I love to cook but I despise cooking for one person. I kid my Spanish roommate that whenever I prepare a meal I do it for my entire extended family, none of whom are living in Spain at the time. I would love to cook for ten people every day, but cooking for only me is not very interesting. I end up cooking such huge portions that I am forced to eat the leftovers for two or three days, or I just throw them out.

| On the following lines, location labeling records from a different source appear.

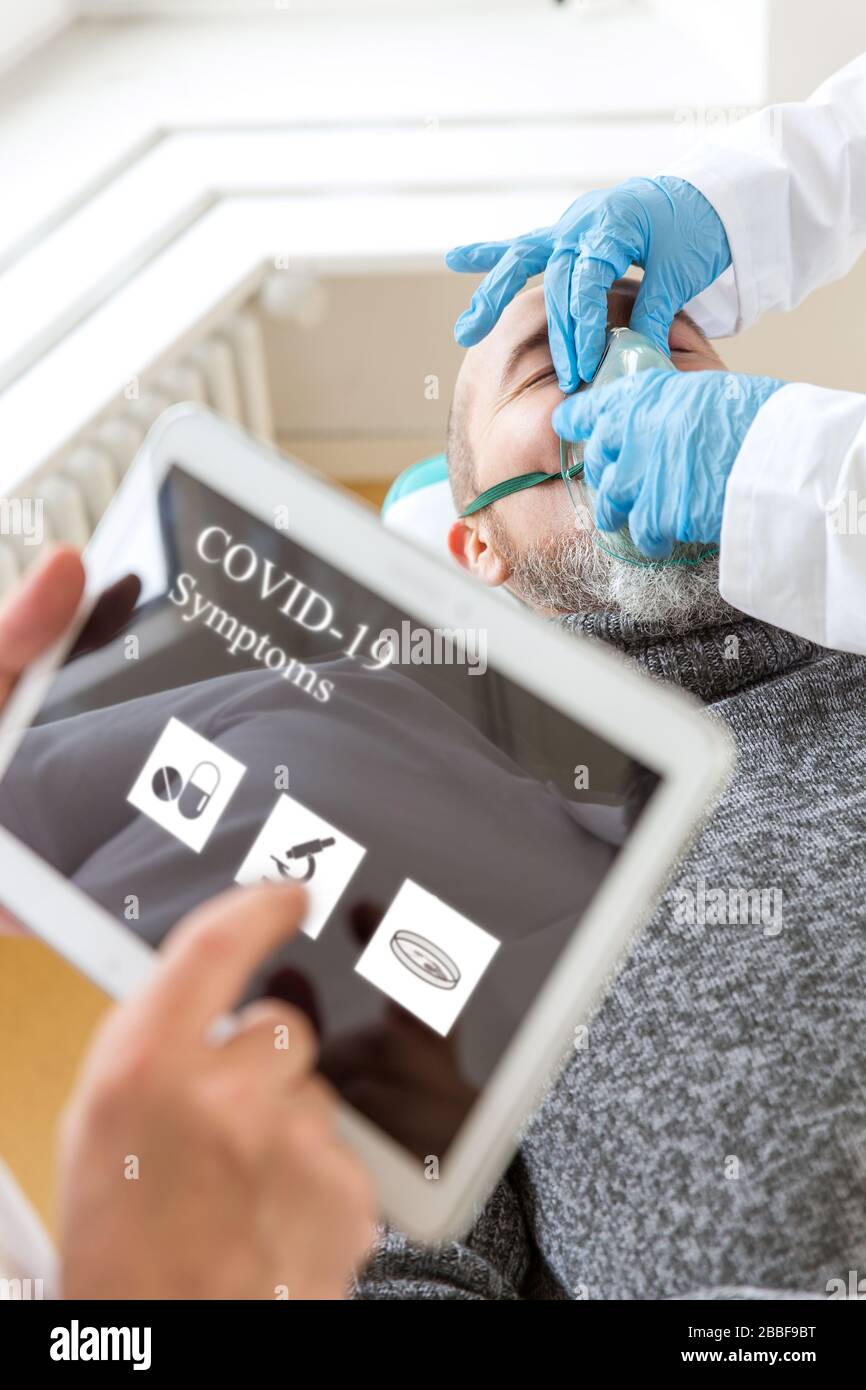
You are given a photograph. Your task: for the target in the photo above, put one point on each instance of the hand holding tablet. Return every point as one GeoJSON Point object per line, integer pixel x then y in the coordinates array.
{"type": "Point", "coordinates": [217, 1166]}
{"type": "Point", "coordinates": [477, 844]}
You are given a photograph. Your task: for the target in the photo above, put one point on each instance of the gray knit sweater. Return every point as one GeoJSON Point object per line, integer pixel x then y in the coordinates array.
{"type": "Point", "coordinates": [711, 1139]}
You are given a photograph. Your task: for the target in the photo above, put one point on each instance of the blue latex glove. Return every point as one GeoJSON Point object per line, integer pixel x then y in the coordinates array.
{"type": "Point", "coordinates": [659, 449]}
{"type": "Point", "coordinates": [662, 224]}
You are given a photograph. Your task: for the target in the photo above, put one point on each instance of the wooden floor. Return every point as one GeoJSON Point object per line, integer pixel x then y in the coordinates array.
{"type": "Point", "coordinates": [47, 1012]}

You can’t even order paella in a restaurant for only one person so cooking a single portion is out of the question. A pan for making paella is called a paella and not a paellera as my Valencian friends have pointed out. A paellera is the person making the dish and not the pan itself. This is a mistake non-Valencian Spaniards make that pisses off the locals. Anyway, my paella pan is big enough to serve five or six people. They make smaller pans but paella is so much trouble to make that it seems stupid not to make a lot of it.

I cook enough beans that I could eat them morning, noon, and night. Once again, beans take a while to cook and it seems silly to make a small portion. This means that I almost always have a bunch of lentils, black beans, pintos, kidneys, or habadas in the fridge at any given time.

I hate shopping except when it comes to food. I buy compulsively; I stock up on kilos of tomatoes if they look good; I buy meat in bulk from my butcher; I load up on olives like they are going to stop making them sometime soon; I have stuff in my freezer I can’t even remember buying just because I must have thought that it looked cool. I can’t help myself.

I am forced into eating things against my will because I have ticking time bombs about to go off in the form of over-ripe tomatoes, yogurt expiration dates, and Tupperware containers full of two day old paella. I feel like a little kid who is being punished for pelting someone with a tomato by being forced to eat a kilo of tomatoes. I feel like a contestant in the State Fair lentil eating contest, and all of this while I am trying to get lean for the beach. I know that the header to this section was “Feast or Famine,” but I’m no good at the famine part.

The solution is to get my stateside friends to come over for a visit to help me eat all of this damn food that I can’t keep from buying and cooking, either that or marry a Spanish widow with about eight kids. I would consider that option if she had a cool dog.

It’s funny but I don’t seem to need any help consuming all of the booze that I buy—also enough for a family of ten.